Area of a rectangle The area of a rectangle with length 6 less than the width is given by the expression $w^2−6w$ , where $w=$ width. Factor the greatest common factor from the polynomial.

Answer: $w(w−6)$

Exercise 60

Height of a baseball The height of a baseball $t$ seconds after it is hit is given by the expression $−16t^2+80t+4$

Writing Exercises

Exercise 61

The greatest common factor of 36 and 60 is 12. Explain what this means.
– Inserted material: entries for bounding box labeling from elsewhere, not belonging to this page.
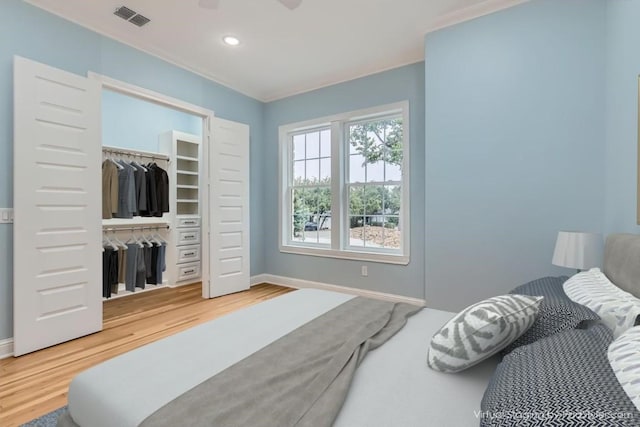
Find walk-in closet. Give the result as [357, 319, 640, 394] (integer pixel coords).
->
[13, 57, 250, 356]
[101, 89, 204, 299]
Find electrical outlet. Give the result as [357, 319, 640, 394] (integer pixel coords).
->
[0, 208, 13, 224]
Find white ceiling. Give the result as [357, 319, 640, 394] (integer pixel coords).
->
[25, 0, 521, 101]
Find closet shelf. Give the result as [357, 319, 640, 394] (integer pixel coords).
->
[176, 156, 198, 162]
[102, 145, 169, 162]
[102, 217, 171, 228]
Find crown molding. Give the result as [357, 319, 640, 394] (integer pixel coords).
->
[426, 0, 529, 33]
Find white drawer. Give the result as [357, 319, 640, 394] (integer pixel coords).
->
[177, 245, 200, 264]
[178, 262, 200, 282]
[178, 217, 200, 228]
[177, 228, 200, 246]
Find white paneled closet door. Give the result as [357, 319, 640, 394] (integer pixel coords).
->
[208, 118, 251, 298]
[13, 57, 102, 356]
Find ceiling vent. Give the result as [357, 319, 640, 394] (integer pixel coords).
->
[113, 6, 151, 27]
[129, 14, 151, 27]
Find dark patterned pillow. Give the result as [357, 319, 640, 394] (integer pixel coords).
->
[480, 324, 640, 427]
[502, 276, 600, 355]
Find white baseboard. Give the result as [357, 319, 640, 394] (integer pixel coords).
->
[0, 338, 13, 359]
[251, 274, 426, 307]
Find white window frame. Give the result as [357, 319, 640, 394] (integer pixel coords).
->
[278, 101, 411, 265]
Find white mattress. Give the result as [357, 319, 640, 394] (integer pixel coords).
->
[69, 289, 495, 427]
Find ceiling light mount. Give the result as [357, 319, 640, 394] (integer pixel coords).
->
[222, 35, 240, 46]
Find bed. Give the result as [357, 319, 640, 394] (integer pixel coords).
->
[58, 235, 640, 427]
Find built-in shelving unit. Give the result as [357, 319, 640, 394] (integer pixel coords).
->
[159, 131, 202, 285]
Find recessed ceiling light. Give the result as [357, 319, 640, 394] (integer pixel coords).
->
[222, 36, 240, 46]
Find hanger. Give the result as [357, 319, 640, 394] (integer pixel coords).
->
[154, 230, 168, 245]
[112, 230, 127, 249]
[102, 233, 120, 251]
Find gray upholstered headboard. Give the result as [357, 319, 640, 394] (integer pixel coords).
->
[603, 234, 640, 298]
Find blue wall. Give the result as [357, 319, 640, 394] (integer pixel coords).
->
[262, 63, 425, 298]
[0, 0, 264, 340]
[102, 90, 202, 151]
[605, 0, 640, 233]
[425, 0, 604, 309]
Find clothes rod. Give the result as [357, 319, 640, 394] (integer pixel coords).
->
[102, 224, 171, 233]
[102, 145, 169, 162]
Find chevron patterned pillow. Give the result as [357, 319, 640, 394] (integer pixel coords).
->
[479, 324, 640, 427]
[607, 326, 640, 410]
[427, 295, 543, 372]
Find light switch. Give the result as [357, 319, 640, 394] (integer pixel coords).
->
[0, 208, 13, 224]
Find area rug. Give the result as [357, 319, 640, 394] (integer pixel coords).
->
[21, 406, 67, 427]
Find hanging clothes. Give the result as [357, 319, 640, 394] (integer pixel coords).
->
[111, 246, 127, 294]
[102, 159, 119, 219]
[152, 163, 169, 216]
[102, 247, 119, 298]
[124, 243, 140, 292]
[156, 243, 167, 285]
[136, 245, 147, 289]
[114, 160, 138, 218]
[131, 162, 147, 216]
[140, 165, 158, 217]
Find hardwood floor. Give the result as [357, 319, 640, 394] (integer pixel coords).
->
[0, 284, 292, 427]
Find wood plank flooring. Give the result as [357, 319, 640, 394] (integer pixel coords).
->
[0, 284, 292, 427]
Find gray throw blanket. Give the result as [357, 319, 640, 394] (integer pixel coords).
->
[141, 297, 420, 427]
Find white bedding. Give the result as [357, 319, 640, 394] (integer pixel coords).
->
[69, 289, 495, 427]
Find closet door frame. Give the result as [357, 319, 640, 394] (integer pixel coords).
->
[87, 72, 214, 298]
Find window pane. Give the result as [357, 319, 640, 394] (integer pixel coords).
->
[291, 188, 311, 241]
[349, 124, 371, 154]
[364, 185, 384, 215]
[348, 187, 364, 216]
[320, 158, 331, 184]
[349, 216, 364, 248]
[320, 129, 331, 157]
[306, 132, 320, 159]
[349, 154, 365, 182]
[293, 135, 305, 160]
[306, 159, 320, 184]
[291, 187, 331, 245]
[385, 162, 402, 181]
[367, 162, 384, 182]
[293, 160, 305, 184]
[384, 216, 402, 249]
[383, 185, 402, 215]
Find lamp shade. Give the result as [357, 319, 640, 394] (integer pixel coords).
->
[551, 231, 603, 270]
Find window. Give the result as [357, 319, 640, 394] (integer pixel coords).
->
[280, 102, 410, 264]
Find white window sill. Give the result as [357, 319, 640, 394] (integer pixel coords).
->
[280, 245, 410, 265]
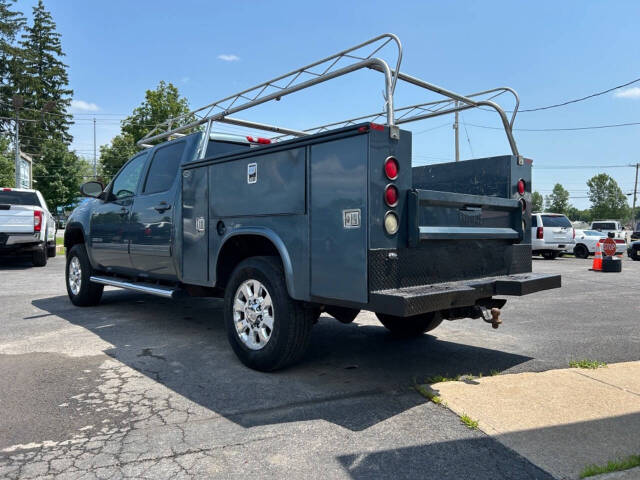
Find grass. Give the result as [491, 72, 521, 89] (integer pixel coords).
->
[580, 455, 640, 478]
[460, 413, 478, 430]
[569, 359, 607, 370]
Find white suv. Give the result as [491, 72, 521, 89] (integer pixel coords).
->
[531, 213, 576, 260]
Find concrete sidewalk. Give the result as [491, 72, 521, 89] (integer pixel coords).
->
[422, 362, 640, 479]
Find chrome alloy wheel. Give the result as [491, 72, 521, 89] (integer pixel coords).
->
[233, 279, 274, 350]
[69, 257, 82, 295]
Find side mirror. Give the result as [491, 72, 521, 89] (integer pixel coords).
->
[80, 182, 104, 198]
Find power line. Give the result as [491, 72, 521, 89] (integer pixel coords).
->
[468, 122, 640, 132]
[518, 78, 640, 113]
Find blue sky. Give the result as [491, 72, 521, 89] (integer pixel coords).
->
[13, 0, 640, 208]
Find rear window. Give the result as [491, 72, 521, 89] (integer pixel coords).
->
[591, 222, 616, 230]
[0, 190, 42, 207]
[541, 215, 571, 228]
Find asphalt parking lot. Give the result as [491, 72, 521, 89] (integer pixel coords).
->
[0, 256, 640, 480]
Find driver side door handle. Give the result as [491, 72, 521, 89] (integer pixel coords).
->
[153, 202, 171, 213]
Answer: Answers will vary.

Exercise 62

What is the GCF of $y^4$ , $y^5$ , and $y^{10}$ ? Write a general rule that tells you how to find the GCF of $y^a$ , $y^b$ , and $y^c$ .

Self Check

a. After completing the exercises, use this checklist to evaluate your mastery of the objectives of this section.

$This table has the following statements all to be preceded by “I can…”. The first is “find the greatest common factor of two or more expressions”. The second is “factor the greatest common factor from a polynomial”. The third is “factor by grouping”. In the columns beside these statements are the headers, “confidently”, “with some help”, and “no-I don’t get it!”.$

b. If most of your checks were:

…confidently. Congratulations! You have achieved your goals in this section! Reflect on the study skills you used so that you can continue to use them. What did you do to become confident of your ability to do these things? Be specific!

…with some help. This must be addressed quickly as topics you do not master become potholes in your road to success. Math is sequential—every topic builds upon previous work. It is important to make sure you have a strong foundation before you move on. Who can you ask for help? Your fellow classmates and instructor are good resources. Is there a place on campus where math tutors are available? Can your study skills be improved?

…no - I don’t get it! This is critical and you must not ignore it. You need to get help immediately or you will quickly be overwhelmed. See your instructor as soon as possible to discuss your situation. Together you can come up with a plan to get you the help you need.